I ran into someone yesterday that said:
"Sounds like Windows Vista’s finally releasing. It took you guys long enough."
While I realize that this might sound a little defensive or overly sensitive, I don’t think many people can fully appreciate everything that goes into developing & supporting an Enterprise-ready desktop operating system. I often hear "other" folks claim that their operating system is "better" because you can tweak this that or the other… or I heard that someone’s operating system is somehow "more intuitive". The fact of the matter is, developing an operating system that meets consumer’s needs is one thing. Developing an OS for developers is another.
But developing one for corporate customers, as well as developers & consumers is QUITE ENTIRELY a different thing. Do you think centralized USB-port lock down or volume-level encryption is a critical concern for consumers? How about Kerberos authentication leveraging generic "industry standard" low cost smart card technology? All while providing super-well documented APIs & IDE environments with rich services to make developers & architects more productive? All while making sure that F.E.A.R. and Gears of War – two high performing 1st person games – run flawlessly on the new OS?
Here’s just an "off the cuff" list that I’ve typed up. I’m missing literally hundreds of areas but this is just what I can think of off the top of my head in 30 seconds.
- First party books & references (MS Press)
- Third-party books & references (Macmillan Publishing, SAMS Publishing, Wrox Publishing, Addinson Wesley, etc.)
- Distribution (Retail, System Builder, Volume License, Developer)
- Compatibility – Hardware, Software, Devices & Peripherals, past OS & Development libraries, APIs, 3rd party libraries, connectivity, etc.
- Release Management for Downloading software for millions of Enterprise Customers (and scaling for the task!)

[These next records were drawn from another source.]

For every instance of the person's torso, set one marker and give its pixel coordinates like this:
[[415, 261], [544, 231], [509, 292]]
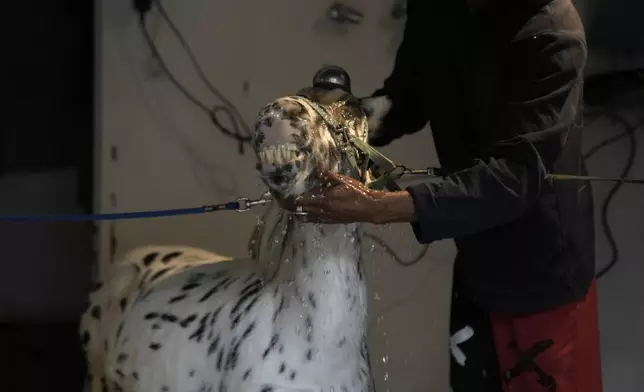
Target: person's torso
[[546, 257]]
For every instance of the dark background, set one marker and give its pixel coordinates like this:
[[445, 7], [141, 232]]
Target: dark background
[[46, 124]]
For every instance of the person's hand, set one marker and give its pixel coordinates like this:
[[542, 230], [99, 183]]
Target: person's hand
[[340, 199]]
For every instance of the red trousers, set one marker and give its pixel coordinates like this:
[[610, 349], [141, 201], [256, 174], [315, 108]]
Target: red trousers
[[554, 351]]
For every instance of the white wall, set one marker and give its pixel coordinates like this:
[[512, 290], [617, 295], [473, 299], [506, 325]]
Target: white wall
[[169, 156]]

- Product Support for consumers, developers, enterprise IT
- Logo testing for software & hardware
- ISV/IHV Development & Support
- Upgrade/Migration Support
- Localization (Translation into multiple langauges)

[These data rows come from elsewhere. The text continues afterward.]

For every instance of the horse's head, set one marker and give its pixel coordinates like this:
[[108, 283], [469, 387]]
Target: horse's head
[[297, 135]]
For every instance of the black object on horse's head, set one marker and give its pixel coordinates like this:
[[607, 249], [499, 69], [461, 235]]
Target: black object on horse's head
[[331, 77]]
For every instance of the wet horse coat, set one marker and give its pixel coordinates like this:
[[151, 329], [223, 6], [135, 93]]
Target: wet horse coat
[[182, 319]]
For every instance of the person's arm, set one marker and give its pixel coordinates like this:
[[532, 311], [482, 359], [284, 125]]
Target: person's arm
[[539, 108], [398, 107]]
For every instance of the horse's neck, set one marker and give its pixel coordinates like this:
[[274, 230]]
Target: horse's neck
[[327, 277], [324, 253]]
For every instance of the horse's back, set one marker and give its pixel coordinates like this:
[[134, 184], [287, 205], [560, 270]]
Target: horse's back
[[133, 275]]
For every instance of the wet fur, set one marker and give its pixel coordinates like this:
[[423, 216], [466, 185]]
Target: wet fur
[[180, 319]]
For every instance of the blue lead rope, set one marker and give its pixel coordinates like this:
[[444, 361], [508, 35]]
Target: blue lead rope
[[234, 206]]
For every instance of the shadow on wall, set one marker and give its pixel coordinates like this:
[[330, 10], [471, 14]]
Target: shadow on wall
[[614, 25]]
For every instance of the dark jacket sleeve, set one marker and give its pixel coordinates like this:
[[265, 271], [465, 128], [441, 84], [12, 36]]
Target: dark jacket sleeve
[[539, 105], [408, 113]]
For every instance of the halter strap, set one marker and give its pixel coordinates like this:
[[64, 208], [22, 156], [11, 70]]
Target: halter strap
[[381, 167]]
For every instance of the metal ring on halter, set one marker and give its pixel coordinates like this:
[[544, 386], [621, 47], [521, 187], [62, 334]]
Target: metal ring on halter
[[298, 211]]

- Training courses & certification programs
- Case studies/Customer evidence
- Press tours – Wall Street Journal, Gartner Group, Paul Thurott’s Web site, Windows Magazine, CNet, G4TV, USA Today, etc.
- Launch plans – 40+ cities worldwide, hundreds of thousands of attendees
- Eval software & materials
- Partner/System Builder training & consulting
- Marketing collateral – Datasheets, Whitepapers, Powerpoints, Quick Reference, Pricing
- Advertising – Radio, Billboard, TV, Magazines, Newspapers, Online
- Application Testing
- OS Documentation – Developer docs, Consumer docs, Deployment/Management/Security docs & other Enterprise whitepapers or books
- Security evaluation (Government-required)
- Legal certification
- Software Development Kit
- Retail preparedness & training
- Web/Online presence & content
- Microsoft Update integration
- Worldwide field sales training
And these are just the categories that I can think of off the top of my head in the last 30 seconds.

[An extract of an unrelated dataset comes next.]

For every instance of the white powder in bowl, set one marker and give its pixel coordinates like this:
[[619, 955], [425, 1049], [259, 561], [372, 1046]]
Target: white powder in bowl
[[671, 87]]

Now imagine multiplying everything above by several dimensions. For example, having tor accurately translate everything – books, whitepapers, the OS itself and it’s menus, online help, the web site, documentation, etc. – into many, many different languages.
How many? This is a list of the languages that we will be supporting with Windows Vista:
- English (N)
- German (N)
- French (N)
- Spanish (N)
- Italian (N)
- Dutch (N)
- Chinese Simplified
- Korean (KN)
- Russian (N)
- Chinese Traditional (Taiwan)
- Chinese Traditional (Hong Kong)
- Swedish (N)
- Danish (N)
- Finnish (N)
- Norwegian (N)
- Polish (N)
- Portuguese (N)
- Greek (N)
- Czech (N)
- Hungarian (N)
- Slovenian (N)
- Slovak (N)
- Romanian (N)
- Bulgarian (N)
- Serbian Latin
- Lithuanian (N)
- Latvian (N)
Does it make your head spin? It should. I don’t believe any other OS comes even remotely close to the level of language support that Windows does, and we’re not even talking about covering consumers, developers, enterprise customers, etc. My point is that this is truly a tremendous job and when an OS like Windows Vista gets released, there are far more than programmers involved.
It’s all these things that make Windows the leading operating system in the world.